Sean Michaels’ first novel, Us Conductors, is one of six finalists for the prize that recognizes the best in Canadian fiction – an award, according to prize founder Jack Rabinovitch, that “has become a celebration of all Canadian writers, not just the winners.”

John Londono

Sean Michaels was home with his wife on Monday morning, looking at wedding photographs, when he learned he was a finalist for the Scotiabank Giller Prize via a text message from his father. Monday, it so happened, was the couple's first wedding anniversary, and it is "bewilderingly apt," he said in a phone interview later in the day, that it is traditionally known as the paper anniversary.

"There was much hooting and hollering," Mr. Michaels said, speaking from his home in Montreal. "This being my first book, I was really aspiring to find the right words and then [be] lucky enough to get them into people's hands. Everything beyond that has felt like an overflowing of luck and riches. So this is completely unforeseen and feels really improbable."

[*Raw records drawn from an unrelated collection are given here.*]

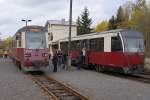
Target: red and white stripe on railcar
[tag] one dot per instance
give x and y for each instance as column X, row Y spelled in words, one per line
column 25, row 54
column 121, row 50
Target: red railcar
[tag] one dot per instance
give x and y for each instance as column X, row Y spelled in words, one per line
column 118, row 50
column 29, row 48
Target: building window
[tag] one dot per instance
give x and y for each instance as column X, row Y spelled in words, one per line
column 50, row 36
column 116, row 44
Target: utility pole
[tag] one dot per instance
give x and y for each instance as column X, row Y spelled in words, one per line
column 26, row 21
column 69, row 42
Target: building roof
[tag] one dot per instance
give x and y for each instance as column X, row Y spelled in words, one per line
column 60, row 22
column 32, row 28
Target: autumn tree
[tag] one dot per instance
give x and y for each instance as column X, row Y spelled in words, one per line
column 6, row 43
column 103, row 26
column 84, row 23
column 112, row 23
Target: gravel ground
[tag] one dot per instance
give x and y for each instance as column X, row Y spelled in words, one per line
column 15, row 85
column 98, row 86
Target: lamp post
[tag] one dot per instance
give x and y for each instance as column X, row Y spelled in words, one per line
column 69, row 42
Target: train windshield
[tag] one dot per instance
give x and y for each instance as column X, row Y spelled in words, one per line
column 133, row 41
column 35, row 40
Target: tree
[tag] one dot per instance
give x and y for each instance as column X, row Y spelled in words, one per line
column 78, row 25
column 103, row 26
column 84, row 23
column 6, row 43
column 112, row 23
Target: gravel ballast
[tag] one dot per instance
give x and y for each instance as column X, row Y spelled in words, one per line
column 15, row 85
column 98, row 86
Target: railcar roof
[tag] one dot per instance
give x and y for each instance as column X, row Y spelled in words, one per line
column 92, row 34
column 28, row 28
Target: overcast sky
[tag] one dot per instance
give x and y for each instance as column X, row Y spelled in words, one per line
column 12, row 11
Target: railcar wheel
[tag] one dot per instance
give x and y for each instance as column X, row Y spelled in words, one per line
column 19, row 65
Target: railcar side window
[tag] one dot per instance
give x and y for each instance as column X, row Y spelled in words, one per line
column 64, row 46
column 116, row 44
column 93, row 45
column 100, row 44
column 97, row 44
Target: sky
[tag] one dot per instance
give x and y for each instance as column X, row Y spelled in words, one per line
column 39, row 11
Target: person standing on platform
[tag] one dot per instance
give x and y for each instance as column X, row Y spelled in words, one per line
column 83, row 55
column 64, row 60
column 55, row 61
column 79, row 60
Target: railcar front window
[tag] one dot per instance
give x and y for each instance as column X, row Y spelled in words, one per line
column 35, row 40
column 134, row 45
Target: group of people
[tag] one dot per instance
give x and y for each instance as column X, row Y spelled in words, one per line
column 59, row 59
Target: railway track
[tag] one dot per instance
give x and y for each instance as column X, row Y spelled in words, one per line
column 55, row 89
column 144, row 78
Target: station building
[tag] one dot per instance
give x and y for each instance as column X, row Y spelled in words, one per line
column 59, row 29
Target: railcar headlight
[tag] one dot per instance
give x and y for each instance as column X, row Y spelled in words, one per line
column 45, row 54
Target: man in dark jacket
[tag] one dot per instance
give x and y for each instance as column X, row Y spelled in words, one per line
column 55, row 61
column 79, row 60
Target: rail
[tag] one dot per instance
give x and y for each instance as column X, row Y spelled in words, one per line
column 56, row 89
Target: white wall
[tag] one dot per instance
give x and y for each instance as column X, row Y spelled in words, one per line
column 61, row 31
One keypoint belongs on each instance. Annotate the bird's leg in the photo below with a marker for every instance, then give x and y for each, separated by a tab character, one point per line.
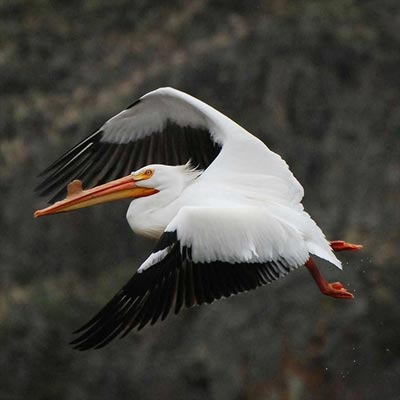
335	289
340	245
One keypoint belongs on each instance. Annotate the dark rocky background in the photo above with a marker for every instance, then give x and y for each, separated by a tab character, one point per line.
318	81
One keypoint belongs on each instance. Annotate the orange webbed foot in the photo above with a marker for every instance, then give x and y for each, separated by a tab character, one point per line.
337	291
341	245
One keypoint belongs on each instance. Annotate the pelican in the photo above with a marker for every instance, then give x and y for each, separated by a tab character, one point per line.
225	210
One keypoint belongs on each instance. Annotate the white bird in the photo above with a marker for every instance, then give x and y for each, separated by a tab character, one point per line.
225	209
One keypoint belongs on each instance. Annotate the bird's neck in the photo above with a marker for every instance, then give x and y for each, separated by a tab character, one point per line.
149	216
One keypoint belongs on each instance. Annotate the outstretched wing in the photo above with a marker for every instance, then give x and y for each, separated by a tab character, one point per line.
165	126
249	247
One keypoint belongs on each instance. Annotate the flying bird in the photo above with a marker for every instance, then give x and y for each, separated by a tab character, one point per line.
225	210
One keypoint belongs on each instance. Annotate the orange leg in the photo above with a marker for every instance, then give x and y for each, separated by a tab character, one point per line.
340	245
336	289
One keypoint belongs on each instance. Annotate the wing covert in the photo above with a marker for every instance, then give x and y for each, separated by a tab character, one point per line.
162	127
175	276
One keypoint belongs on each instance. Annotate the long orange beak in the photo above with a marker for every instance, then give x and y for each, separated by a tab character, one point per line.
78	198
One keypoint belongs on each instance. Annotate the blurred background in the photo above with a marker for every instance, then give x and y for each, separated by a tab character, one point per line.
318	81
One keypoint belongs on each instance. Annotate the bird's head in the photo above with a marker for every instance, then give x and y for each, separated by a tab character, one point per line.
146	181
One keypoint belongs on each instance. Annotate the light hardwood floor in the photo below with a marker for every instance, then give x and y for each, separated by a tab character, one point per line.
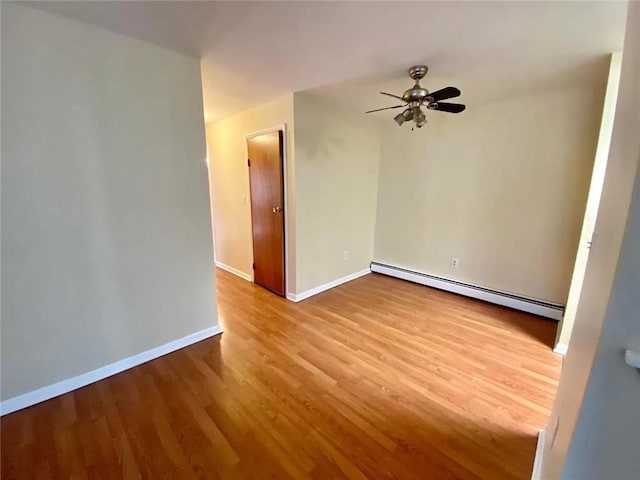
377	379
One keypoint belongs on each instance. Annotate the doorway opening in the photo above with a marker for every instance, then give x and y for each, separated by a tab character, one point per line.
266	161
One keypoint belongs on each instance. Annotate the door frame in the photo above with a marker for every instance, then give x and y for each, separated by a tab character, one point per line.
285	180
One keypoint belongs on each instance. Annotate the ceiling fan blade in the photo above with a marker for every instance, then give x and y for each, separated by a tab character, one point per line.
447	107
386	108
443	94
392	95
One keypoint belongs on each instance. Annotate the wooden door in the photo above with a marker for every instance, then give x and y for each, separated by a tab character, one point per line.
267	210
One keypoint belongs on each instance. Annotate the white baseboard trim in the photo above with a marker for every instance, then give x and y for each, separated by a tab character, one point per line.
537	460
561	349
235	271
45	393
530	305
319	289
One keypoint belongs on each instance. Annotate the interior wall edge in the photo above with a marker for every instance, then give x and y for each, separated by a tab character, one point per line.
65	386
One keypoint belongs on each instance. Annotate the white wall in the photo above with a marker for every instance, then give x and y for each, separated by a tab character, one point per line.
501	187
597	320
229	181
337	158
106	234
593	202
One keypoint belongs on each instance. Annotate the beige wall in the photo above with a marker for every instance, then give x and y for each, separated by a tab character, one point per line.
501	187
106	235
337	157
606	323
229	183
593	202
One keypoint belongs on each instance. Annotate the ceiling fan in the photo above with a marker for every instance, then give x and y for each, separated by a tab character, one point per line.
417	97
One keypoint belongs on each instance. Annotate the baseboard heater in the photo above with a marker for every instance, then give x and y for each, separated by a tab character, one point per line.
553	311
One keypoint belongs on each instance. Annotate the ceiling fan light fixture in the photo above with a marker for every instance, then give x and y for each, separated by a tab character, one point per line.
417	97
405	116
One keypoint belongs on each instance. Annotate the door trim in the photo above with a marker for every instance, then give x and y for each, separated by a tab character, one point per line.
285	180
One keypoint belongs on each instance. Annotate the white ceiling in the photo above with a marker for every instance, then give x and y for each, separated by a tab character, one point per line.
254	52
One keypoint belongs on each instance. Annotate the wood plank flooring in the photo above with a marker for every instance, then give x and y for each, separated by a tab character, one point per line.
375	379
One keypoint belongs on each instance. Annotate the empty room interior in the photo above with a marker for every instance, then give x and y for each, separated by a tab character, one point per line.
320	240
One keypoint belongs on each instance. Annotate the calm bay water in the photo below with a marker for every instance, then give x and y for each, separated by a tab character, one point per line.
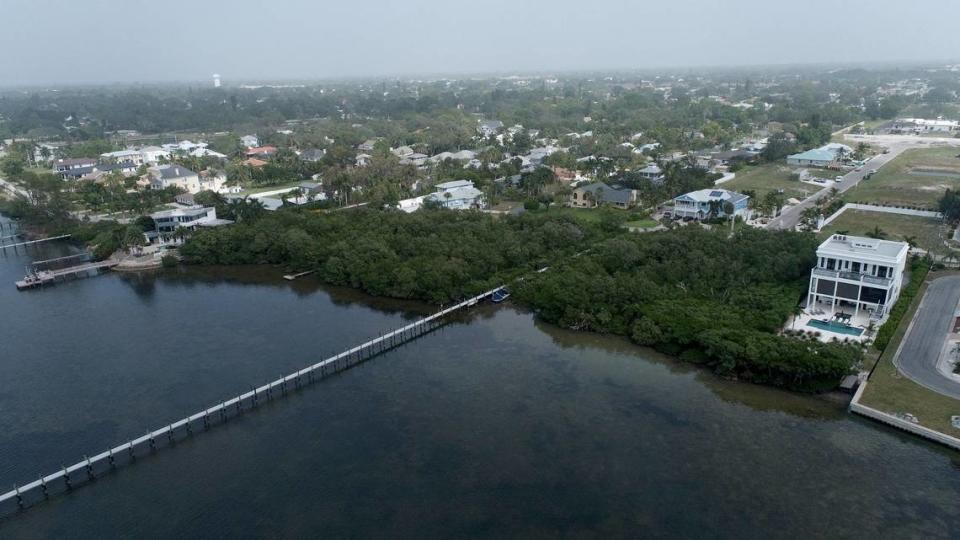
495	426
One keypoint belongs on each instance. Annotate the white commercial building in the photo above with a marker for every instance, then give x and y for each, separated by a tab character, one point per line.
857	274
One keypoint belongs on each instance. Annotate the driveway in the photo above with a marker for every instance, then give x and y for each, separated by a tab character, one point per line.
790	217
920	350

The 32-year-old author's first novel, Us Conductors, is one of six finalists for the prize that recognizes the best in Canadian fiction – an award, according to prize founder Jack Rabinovitch, that "has become a celebration of all Canadian writers, not just the winners." It's a lovely sentiment, but the six writers on the shortlist are probably celebrating a bit more than their peers. This year's winner takes home $100,000 – twice as much as in 2013 – while each finalist receives $10,000, making it the most lucrative fiction prize in Canada and one of the richest in the English language.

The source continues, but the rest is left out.